Um último detalhe: o poeta diz ter aplicado sua mente “às simétricas porfias / da arte, que entretece naderias”. Trata-se de ninharias, do ponto de vista dos que o queriam ver feliz. Essas ninharias se opõem, na cabeça deles, às coisas substanciais, às coisas que têm valor (e que são feitas pelos homens “valentes”, entre os quais o artista não se conta), às atividades práticas e positivas que eles julgam trazer a felicidade. Mas a palavra “naderia” vem de “nada”. O artista entretece naderias, coisas vindas do nada, à sua arte. Assim são as considerações do poeta sobre o que ele poderia ter sido mas não foi, sobre o que não mais será, sobre o não ser da felicidade que lhe propunham, sobre o não ser entrelaçado à sua própria vida. Mas só da vida dele? Não será a vida de todo homem, pela sua própria mortalidade, pela sua própria finitude, entrelaçada ao nada? Não faz parte de toda vida humana a sombra do que não foi, do que não fez, do que poderia ter sido ou feito, do que não pode mais ser ou fazer? Nenhuma vida humana é pura positividade, sem traço da negatividade, do nada: ao contrário, toda vida humana é inteiramente entrelaçada com o nada. É, portanto, uma espécie de mentira a tentativa de reduzir a “ninharias” as “naderias” do artista. Trata-se de uma espécie de tentativa de recalcar o nada, uma incapacidade de aceitar a sombra. Mas, nesse caso, é o artista, que enfrenta a sombra, que é verdadeiramente valente. Paradoxalmente, então, a afirmação da vida do homem "positivo" é superficial, pois, escamoteando a negatividade, não afirma toda a vida; e é o poema intitulado “Remorso”, que incorpora em sua própria tessitura também a sombra e o nada, e tanto o que é quanto o que poderia ter sido, que constitui uma afirmação trágica porém profunda da vida.
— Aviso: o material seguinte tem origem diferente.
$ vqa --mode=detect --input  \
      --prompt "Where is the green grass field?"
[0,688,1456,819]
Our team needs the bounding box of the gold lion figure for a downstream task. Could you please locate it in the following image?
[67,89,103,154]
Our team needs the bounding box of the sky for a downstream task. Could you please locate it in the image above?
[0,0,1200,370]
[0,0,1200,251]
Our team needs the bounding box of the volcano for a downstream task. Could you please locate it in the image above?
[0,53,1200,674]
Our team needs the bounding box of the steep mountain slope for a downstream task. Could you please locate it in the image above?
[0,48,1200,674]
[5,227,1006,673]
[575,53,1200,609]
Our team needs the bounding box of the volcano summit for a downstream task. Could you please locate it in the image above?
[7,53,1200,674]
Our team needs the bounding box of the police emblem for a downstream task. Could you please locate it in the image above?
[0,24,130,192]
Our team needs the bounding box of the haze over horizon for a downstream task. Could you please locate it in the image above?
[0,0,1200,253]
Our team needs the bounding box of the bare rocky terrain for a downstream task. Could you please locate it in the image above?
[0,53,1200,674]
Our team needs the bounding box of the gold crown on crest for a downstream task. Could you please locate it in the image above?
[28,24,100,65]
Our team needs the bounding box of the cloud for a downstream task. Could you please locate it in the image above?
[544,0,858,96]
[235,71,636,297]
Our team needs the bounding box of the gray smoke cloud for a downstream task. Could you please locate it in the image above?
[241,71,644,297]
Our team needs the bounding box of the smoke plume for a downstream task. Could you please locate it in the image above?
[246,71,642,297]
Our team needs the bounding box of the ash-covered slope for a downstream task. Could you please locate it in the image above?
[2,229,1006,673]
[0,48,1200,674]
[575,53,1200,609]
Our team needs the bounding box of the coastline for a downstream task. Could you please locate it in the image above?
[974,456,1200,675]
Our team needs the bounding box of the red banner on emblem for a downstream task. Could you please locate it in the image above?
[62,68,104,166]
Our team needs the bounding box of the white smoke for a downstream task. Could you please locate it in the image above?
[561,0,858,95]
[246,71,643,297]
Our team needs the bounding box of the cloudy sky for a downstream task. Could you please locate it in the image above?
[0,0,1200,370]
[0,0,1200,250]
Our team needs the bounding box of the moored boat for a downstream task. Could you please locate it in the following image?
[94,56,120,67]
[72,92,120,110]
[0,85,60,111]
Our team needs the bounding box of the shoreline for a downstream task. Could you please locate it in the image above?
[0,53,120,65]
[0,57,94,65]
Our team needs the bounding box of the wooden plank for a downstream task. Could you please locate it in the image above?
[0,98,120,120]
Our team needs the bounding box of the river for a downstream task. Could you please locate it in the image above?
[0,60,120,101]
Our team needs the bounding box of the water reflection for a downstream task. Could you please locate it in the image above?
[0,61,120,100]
É claro que o que acabo de dizer é apenas uma das muitas leituras que esse poema oferece. Comparado com ele, infinitamente profundo e rico, o aforismo de Nietzsche é superficial e pobre. Ao dizer isso não pretendo, de modo nenhum, dizer que Nietzsche fosse superficial ou pobre. Ele era freqüentemente profundo e rico. É a poesia que é mais profunda e rica do que as proposições filosóficas.

Antonio Cicero


Outro comentário do Aetano, este sobre o poema do Alberto Caeiro:

Há pouco tempo procurei saber da influência de Nietzsche na poesia de Pessoa, mas não encontrei nada (nem continuei a busca). Mas há muito do "profeta sem morada" na poesia de Pessoa. Seria possível postar textos de Nietzsche que guardam grande semelhança com esse poema de Caeiro, por exemplo, e reconhecer em ambos (textos e poema) um ataque a Kant e à sua "coisa em si". Mais. Seria possível entender o presente poema como uma negação de todo o IDEAL, de toda METAFÍSICA, enfim, de toda idéia que divida o mundo em duas realidades distintas, quais sejam, essência e aparência.
Grato pelo espaço.
@eta.

Minha resposta:

Aetano,

Fernando Pessoa de fato leu Nietzsche, mas é muito crítico em relação a ele. Algumas críticas me parecem perfeitas, outras nem tanto. Ele afirma, por exemplo:

“‘A alegria’, diz Nietzsche, ‘quer eternidade, quer profunda eternidade’. Não é nem nunca foi assim: a alegria não quer nada, e é por isso que é alegria. A dor, essa, é o contrário da alegria, como a concebia Nietzsche: quer acabar, quer não ser. O prazer, porém, quando o concebemos fora da relação essencial com a alegria ou com a dor, como o concebe o autor deste livro, esse, sim, quer eternidade; porém quer a eternidade num só momento”.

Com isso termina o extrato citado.